Has solidarity got limits? It does at one food bank in west Germany’s town of Essen, where only newcomers presenting a German ID card will receive food. Such was the recent decision of the management, sparking a wave of criticism.
“We want German grandmothers to keep coming to us,” Jörg Sartor told a local paper. He heads the facility in Essen which is part of Tafel Deutschland, a nationwide charitable association providing free meals for the poor at 930 food banks. So far, it is the only facility to have introduced the measure.
On its website the food bank said 75 percent of its clients were foreigners at its peak; the fall out of the steep rise in asylum seekers over recent years. It said it found itself “forced” to introduce the measure “in order to ensure reasonable integration.”
Overall, the facility can only issue 1,800 food cards. Sometimes one card provides for an entire family. Foreign users are particularly likely to be feeding entire families.
Many regional Tafel Deutschland associations have slammed the facility. “Free food distribution is meant for everyone in need according to the organsiation’s principles”, head of the Berliner food banks, Sabine Werth, told the German press agency (DPA). Another regional charity in North-Rhine Westphalia also criticised the move saying that while resources are tight such decisions were fueling right-wing populism.

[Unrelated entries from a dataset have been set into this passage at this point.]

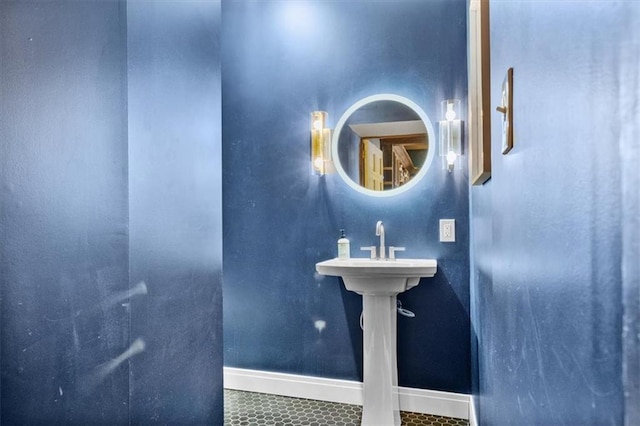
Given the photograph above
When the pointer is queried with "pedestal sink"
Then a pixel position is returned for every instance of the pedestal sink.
(379, 282)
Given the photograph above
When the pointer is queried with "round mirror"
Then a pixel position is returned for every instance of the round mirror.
(383, 145)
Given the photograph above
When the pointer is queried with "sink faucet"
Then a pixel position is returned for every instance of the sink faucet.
(380, 233)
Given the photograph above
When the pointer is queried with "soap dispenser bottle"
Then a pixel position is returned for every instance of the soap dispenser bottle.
(344, 249)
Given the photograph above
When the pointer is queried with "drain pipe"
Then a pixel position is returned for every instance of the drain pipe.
(401, 311)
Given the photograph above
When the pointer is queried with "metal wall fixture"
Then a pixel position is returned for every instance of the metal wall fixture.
(450, 133)
(320, 144)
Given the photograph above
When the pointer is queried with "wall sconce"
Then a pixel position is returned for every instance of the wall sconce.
(320, 144)
(450, 133)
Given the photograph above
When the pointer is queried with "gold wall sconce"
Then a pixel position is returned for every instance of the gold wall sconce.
(320, 144)
(450, 133)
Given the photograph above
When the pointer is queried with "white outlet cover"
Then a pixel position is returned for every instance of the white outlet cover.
(447, 230)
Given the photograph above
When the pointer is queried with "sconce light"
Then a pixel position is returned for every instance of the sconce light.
(320, 143)
(450, 133)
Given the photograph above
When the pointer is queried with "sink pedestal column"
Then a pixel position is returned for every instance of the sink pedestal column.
(380, 382)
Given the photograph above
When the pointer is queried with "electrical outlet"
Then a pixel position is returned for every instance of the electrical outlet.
(447, 230)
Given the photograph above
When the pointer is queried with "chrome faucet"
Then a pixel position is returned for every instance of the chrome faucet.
(380, 233)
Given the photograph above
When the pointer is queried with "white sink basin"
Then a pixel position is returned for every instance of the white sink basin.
(379, 277)
(379, 282)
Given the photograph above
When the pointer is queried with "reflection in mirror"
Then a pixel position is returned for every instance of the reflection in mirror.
(382, 144)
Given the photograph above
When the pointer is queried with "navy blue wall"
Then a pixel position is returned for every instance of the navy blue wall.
(279, 64)
(174, 206)
(111, 221)
(547, 229)
(64, 212)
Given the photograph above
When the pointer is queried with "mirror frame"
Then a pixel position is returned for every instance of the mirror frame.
(427, 162)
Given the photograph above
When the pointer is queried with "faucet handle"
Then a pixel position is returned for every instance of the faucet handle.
(372, 249)
(393, 250)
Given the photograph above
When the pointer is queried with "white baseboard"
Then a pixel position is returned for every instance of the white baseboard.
(473, 419)
(345, 391)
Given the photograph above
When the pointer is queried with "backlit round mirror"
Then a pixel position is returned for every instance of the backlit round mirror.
(383, 145)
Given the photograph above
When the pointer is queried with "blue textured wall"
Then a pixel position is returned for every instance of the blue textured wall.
(64, 214)
(279, 220)
(174, 208)
(111, 181)
(548, 227)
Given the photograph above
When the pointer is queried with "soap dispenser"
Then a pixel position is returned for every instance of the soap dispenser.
(344, 249)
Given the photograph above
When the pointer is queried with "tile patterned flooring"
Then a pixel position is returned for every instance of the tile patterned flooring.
(256, 409)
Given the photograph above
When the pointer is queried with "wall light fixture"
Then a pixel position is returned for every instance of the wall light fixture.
(320, 144)
(450, 133)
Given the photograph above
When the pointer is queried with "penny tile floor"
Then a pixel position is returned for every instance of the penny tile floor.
(257, 409)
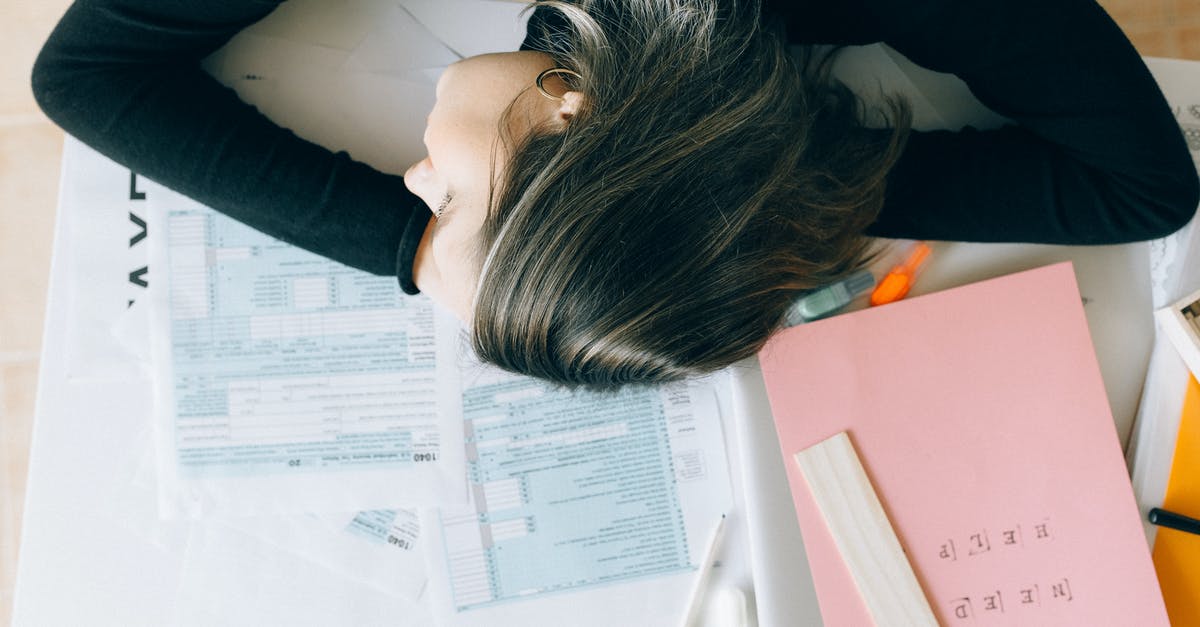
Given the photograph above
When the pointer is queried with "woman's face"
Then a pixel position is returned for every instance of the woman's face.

It wasn’t only high demand that influenced the decision. According to Sartor, many of the newer clients acted disrespectfully towards women. "When we unlocked the door in the morning, there was pushing and shoving regardless of grandmas in line," said Sartor. Some single mothers were also being deterred by young foreign men, he added.
He explained the decision to turn away non-German clients was not an easy one and he expected a backlash.
The food banks often receive donations from supermarkets to distribute to those in need.